This is the paper that proposed PagedAttention and crafted the design of vLLM. The authors pointed out that LLMs are autoregressive. One token is generated from the prompt concatenated with the previously generated sequence. The KV cache (described as “incremental multi-head attention” in the GQA paper) is to share the memory between subsequent iteration of the autoregressive generation. The paper is not about a particular transformer architecture, but focus on the system to serve LLM. Usually those systems will store KV cache in a contiguous memory space. The paper propose to borrow the idea of paged memory management from OS to allow more efficient use of GPU memory, and hence supporting a system with higher throughput.

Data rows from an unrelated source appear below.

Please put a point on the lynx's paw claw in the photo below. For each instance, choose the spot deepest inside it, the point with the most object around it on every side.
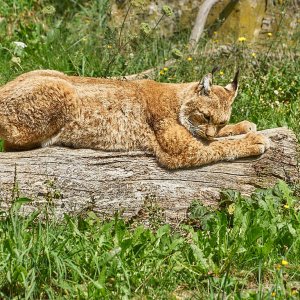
(246, 126)
(262, 142)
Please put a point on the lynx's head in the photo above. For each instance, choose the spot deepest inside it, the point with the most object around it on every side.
(206, 108)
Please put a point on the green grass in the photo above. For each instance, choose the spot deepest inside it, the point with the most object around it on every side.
(235, 251)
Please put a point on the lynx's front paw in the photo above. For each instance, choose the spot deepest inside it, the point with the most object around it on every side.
(258, 143)
(245, 127)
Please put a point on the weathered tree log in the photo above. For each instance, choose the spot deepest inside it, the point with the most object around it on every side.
(75, 180)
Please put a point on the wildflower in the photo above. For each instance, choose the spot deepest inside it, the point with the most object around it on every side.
(138, 3)
(231, 209)
(16, 60)
(176, 53)
(146, 29)
(49, 10)
(20, 44)
(167, 10)
(284, 262)
(294, 291)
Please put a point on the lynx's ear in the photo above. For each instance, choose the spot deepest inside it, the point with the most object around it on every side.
(233, 86)
(204, 87)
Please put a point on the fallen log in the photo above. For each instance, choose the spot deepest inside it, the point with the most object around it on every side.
(76, 180)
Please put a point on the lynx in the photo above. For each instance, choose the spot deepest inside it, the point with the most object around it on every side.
(178, 123)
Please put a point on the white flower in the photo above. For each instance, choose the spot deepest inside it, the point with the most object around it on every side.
(20, 44)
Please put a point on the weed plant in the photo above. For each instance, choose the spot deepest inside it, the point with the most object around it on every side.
(248, 249)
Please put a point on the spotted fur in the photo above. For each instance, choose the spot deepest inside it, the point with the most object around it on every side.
(177, 122)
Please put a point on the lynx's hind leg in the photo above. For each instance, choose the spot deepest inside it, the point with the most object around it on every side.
(33, 118)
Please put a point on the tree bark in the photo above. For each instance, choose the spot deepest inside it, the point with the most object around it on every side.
(76, 180)
(200, 21)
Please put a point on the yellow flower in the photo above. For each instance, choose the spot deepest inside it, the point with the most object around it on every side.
(284, 262)
(242, 39)
(294, 291)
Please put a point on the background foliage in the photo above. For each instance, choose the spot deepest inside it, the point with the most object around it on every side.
(247, 249)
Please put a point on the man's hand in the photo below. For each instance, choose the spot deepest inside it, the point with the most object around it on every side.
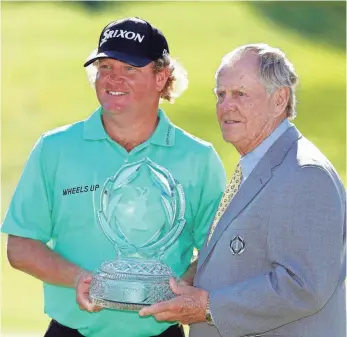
(82, 293)
(188, 307)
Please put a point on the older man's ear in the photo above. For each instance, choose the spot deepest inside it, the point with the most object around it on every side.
(281, 99)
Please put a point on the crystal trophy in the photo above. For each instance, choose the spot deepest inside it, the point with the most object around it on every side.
(142, 213)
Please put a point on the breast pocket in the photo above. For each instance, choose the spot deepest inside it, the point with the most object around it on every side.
(242, 252)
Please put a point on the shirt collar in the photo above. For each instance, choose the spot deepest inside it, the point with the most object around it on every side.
(163, 135)
(251, 159)
(93, 127)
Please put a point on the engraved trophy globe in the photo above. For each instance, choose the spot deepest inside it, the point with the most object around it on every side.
(142, 213)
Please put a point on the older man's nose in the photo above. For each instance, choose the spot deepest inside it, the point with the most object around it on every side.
(115, 78)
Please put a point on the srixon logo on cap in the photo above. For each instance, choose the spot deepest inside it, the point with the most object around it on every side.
(123, 34)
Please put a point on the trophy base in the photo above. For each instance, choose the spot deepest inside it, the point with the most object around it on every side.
(130, 284)
(117, 305)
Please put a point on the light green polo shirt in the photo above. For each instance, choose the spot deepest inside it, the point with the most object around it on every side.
(58, 197)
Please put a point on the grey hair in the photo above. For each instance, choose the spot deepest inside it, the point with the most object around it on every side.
(275, 70)
(176, 84)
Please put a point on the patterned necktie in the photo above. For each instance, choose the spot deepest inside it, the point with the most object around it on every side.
(229, 193)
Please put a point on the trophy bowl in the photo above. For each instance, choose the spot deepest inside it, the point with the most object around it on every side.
(141, 212)
(131, 284)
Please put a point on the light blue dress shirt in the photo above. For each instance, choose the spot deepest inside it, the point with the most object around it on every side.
(251, 159)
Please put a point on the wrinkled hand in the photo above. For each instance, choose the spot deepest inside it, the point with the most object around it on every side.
(82, 293)
(188, 307)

The problem of KV cache is that the contiguous chunk of memory is pre-allocated at the maximum length and reserved during the entire lifetime of the generation. PagedAttention is building a virtual memory system with paging, such that the KV cache is divided into blocks. Each block is in a fixed size for the fixed number of attention keys and values.

The problem

Language model is to predict a sequence of tokens $x=(x_1,\dots,x_n)$ as a product of conditional probabilities (a.k.a. autoregressive decomposition):

\[P(x) = P(x_1)P(x_2\mid x_1)\dots P(x_n\mid x_1,\dots, x_{n-1})\]

The probability of each token $P(x_i\mid x_1,\dots,x_{i-1})$ is computed as the dot product of attention score and the value vector:

\[\begin{aligned} o_i &= \sum_{j=1}^i a_{ij}v_j \\ a_{ij} &= \frac{\exp(q_i^\top k_j / \sqrt{d})}{\sum_{t=1}^i \exp(q_i^\top k_t / \sqrt{d})} \end{aligned}\]

in which $q_i,k_i,v_i$ are (column) vectors, projected from the input vector $x_i$. The output vector $o_i$ is a weighted sum of $v_1,\dots,v_i$ with attention scores as weights. As the generation progress from $o_i$ to $o_{i+1}$, all vectors of $q_1,\dots,q_i$ etc. are cached and reused. The size in bytes of the KV cache needed is calculated as follows: 2 (key and value) × hidden size × number of layers in model × sequence length × sizeof(float). This can easily explode.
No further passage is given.